9. Elephants, Elephants, Elephants
Ken and I couldn't get over all the baby elephants.  There were at least 5 wee ones and 5-7 youngsters of varying age & size.  The herd consisted of probably 25-30 animals and one day we came across almost all of them on their way to a watering hole.  If I had ever doubted before, you can see when looking at these elephants that they are calm, happy and living as elephants should.  We sat stunned as the huge matriarch marched by, within a few feet of the jeep.  To see such large animals at close distance and to feel them go about their business unthreatened and unstressed just made my life.  We circled back to the watering hole where almost all of the elephants had gathered and just let it all sink in. 

This is a 3-minute video of the safari adventure with a sampling of the animals we observed. There is nothing more inspiring than seeing these animals in a natural habitat and being themselves.

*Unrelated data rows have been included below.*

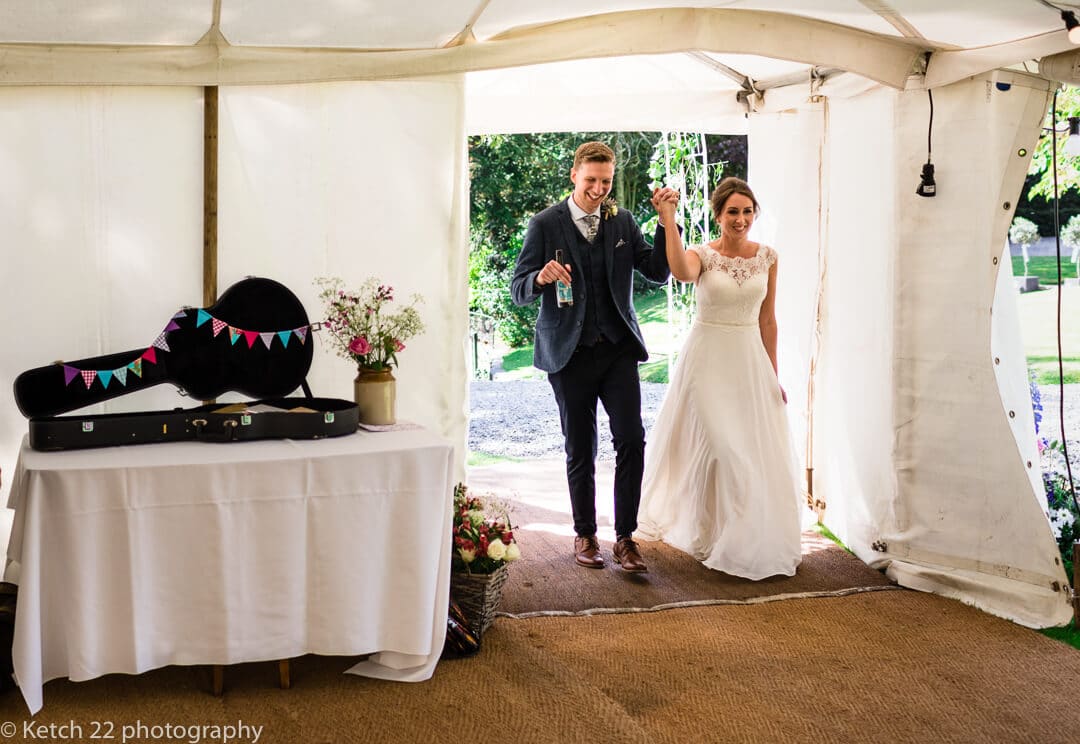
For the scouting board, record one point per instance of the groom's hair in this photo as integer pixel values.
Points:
(593, 152)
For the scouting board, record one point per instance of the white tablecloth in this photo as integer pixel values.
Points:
(194, 553)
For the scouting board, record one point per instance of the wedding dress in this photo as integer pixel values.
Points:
(720, 478)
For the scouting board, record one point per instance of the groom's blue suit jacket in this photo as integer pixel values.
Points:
(558, 329)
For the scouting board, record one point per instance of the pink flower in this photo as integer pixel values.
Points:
(360, 346)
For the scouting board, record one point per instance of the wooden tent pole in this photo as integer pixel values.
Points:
(210, 195)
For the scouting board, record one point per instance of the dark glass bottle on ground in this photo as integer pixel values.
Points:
(563, 292)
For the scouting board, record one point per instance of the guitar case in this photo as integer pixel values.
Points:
(255, 340)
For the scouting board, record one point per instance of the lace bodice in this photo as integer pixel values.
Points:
(730, 291)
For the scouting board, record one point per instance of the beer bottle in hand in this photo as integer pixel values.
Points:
(563, 292)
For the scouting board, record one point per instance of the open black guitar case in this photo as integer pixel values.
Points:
(255, 340)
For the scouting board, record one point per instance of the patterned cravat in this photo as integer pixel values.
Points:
(591, 227)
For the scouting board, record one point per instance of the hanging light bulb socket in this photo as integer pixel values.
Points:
(927, 185)
(1072, 141)
(1071, 25)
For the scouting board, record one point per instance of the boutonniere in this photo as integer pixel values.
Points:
(609, 208)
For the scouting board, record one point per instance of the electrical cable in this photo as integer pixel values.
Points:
(930, 130)
(1061, 365)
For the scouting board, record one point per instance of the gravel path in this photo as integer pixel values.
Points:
(520, 418)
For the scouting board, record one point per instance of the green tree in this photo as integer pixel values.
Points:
(515, 176)
(1037, 198)
(512, 178)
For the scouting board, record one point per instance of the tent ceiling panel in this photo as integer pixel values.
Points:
(105, 22)
(373, 24)
(980, 24)
(504, 14)
(281, 41)
(759, 68)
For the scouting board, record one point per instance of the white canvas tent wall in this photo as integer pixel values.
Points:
(342, 151)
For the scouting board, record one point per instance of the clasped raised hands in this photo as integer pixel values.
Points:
(664, 201)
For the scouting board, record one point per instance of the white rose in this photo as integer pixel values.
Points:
(496, 550)
(513, 552)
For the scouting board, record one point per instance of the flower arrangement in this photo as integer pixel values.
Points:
(483, 536)
(1063, 510)
(609, 208)
(362, 327)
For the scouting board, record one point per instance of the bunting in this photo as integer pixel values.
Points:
(150, 355)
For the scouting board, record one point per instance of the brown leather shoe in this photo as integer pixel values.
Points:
(586, 552)
(625, 554)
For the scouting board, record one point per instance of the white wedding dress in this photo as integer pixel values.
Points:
(720, 478)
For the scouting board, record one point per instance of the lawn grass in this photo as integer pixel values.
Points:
(1038, 322)
(478, 459)
(1044, 268)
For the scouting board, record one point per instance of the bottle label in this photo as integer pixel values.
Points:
(564, 294)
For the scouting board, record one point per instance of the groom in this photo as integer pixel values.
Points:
(591, 349)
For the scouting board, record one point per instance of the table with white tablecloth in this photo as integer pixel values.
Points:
(132, 558)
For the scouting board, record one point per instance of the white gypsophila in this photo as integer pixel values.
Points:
(1061, 517)
(496, 550)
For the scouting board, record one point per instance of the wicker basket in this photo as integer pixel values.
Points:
(478, 595)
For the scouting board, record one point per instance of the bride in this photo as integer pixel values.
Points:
(719, 471)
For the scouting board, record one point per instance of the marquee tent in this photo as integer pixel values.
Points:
(340, 140)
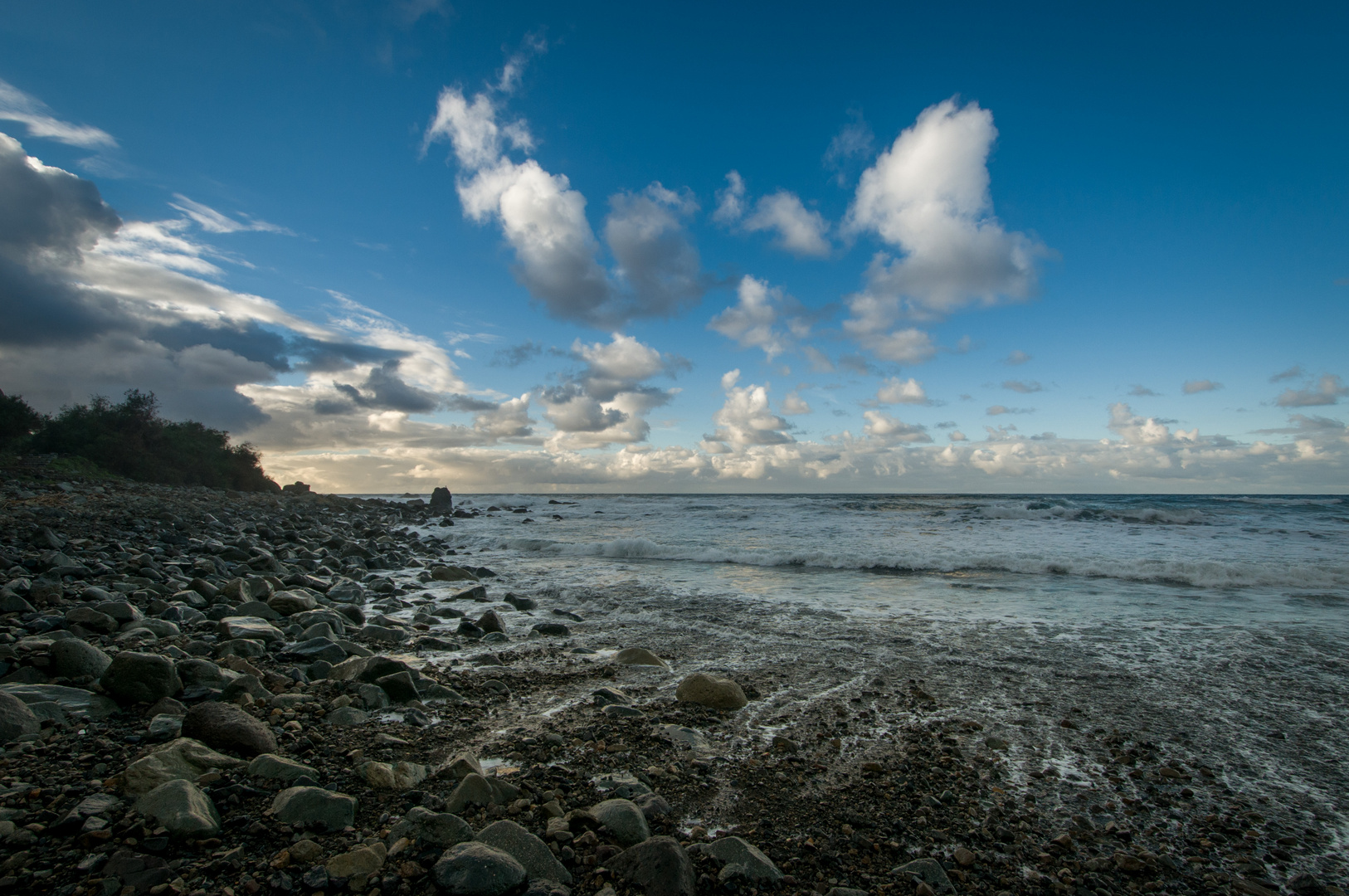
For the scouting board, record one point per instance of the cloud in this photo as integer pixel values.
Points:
(850, 144)
(799, 230)
(17, 105)
(745, 419)
(928, 197)
(1327, 390)
(730, 200)
(544, 222)
(896, 392)
(795, 405)
(517, 355)
(752, 320)
(215, 222)
(883, 426)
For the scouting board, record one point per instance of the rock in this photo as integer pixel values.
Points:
(745, 857)
(317, 648)
(180, 760)
(248, 684)
(927, 870)
(450, 574)
(441, 829)
(490, 621)
(314, 806)
(653, 806)
(624, 820)
(526, 849)
(476, 869)
(140, 678)
(17, 718)
(363, 861)
(92, 620)
(472, 791)
(305, 852)
(460, 767)
(400, 687)
(397, 777)
(659, 864)
(226, 728)
(706, 689)
(250, 629)
(292, 602)
(521, 602)
(183, 809)
(278, 768)
(347, 717)
(75, 700)
(163, 728)
(640, 656)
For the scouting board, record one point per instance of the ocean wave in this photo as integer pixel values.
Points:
(1209, 574)
(1045, 510)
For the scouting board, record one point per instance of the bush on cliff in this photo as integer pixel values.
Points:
(134, 441)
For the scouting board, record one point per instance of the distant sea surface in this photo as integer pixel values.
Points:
(1226, 559)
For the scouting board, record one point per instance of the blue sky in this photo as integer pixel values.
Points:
(407, 243)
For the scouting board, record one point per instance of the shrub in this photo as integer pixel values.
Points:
(134, 441)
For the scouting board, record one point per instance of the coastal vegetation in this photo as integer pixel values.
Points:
(131, 439)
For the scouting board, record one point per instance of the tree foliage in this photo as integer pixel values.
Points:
(131, 439)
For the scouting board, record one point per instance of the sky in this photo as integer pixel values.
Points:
(692, 247)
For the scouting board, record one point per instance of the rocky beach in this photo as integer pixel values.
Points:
(208, 691)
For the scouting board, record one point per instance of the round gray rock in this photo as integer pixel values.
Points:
(17, 718)
(476, 869)
(181, 807)
(624, 820)
(526, 849)
(73, 659)
(140, 678)
(224, 726)
(310, 805)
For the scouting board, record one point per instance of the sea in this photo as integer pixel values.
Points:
(1213, 628)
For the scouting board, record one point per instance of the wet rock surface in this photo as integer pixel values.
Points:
(340, 734)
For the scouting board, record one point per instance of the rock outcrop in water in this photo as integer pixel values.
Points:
(213, 693)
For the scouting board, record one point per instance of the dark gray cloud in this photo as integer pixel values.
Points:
(383, 390)
(517, 355)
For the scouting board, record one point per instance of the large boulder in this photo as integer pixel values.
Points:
(441, 829)
(77, 702)
(280, 768)
(140, 678)
(75, 659)
(709, 689)
(226, 728)
(640, 656)
(180, 760)
(526, 849)
(17, 718)
(624, 820)
(743, 859)
(659, 864)
(476, 869)
(314, 806)
(181, 807)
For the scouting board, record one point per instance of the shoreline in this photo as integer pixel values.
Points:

10. Uninterrupted time with this guy
We left the kids in Portland with my family and by virtue of the preparation I did, the kind of people my folks are and how adaptable the kids were, we had no worries after settling in that everyone was doing great at home. That allowed Ken and me to relax and focus on our vacation. But despite having no children with us, we still had to get up early and be on a schedule (sad trombone). Since the animals wouldn't wait for us to leisurely rise at 9 am, we got up by 6:30AM almost everyday. Nevertheless, Ken and I got to spend 2 whole weeks hanging out with each other and just being a couple again. And as a bonus, we didn't once have to choose a restaurant based on if they served mac & cheese.






'MVPs' of our Trip:
  • QuickPod Stick Camera Mount for the GoPro Video Camera--some of the best shots in and out of the water came from having this mount 
  • Columbia Hiking Pants--I almost didn't bring wind blocking pants. Wow, that would have been a mistake. On the water and in the jeep, I needed this feature big time. I think I wore these pants almost every day I was in Africa.
  • Bonine (motion sick med)--the one day we didn't take our medicine it was BAD. But when we did, happy happy joy joy with hearts and flowers no nausea (plus a few yawns--just take 1/2 a pill the night before & 1/2 the morning you go out)
  • Columbia Fleece Jacket--Did I mention it was their winter? We layered up constantly and I was so glad I had a fleece with me. Wore this everyday.
  • International Outlet Adapters (one for each of us) We were either charging our smartphones or tapping on our computers. Going to the other side of the planet necessitated accessibility.

2 comments:

Graeme Rushmere said...

So pleased you loved your stay in South Africa, particularly at Kariega Game Reserve. Looking forward to reading your blog on our website soon! And happy belated birthday :)

ruby said...

I have watched your shark and land videos several times and I just love they way you put them together...and the music: so perfect. Glad you had this chance for an adventure and some quality time together.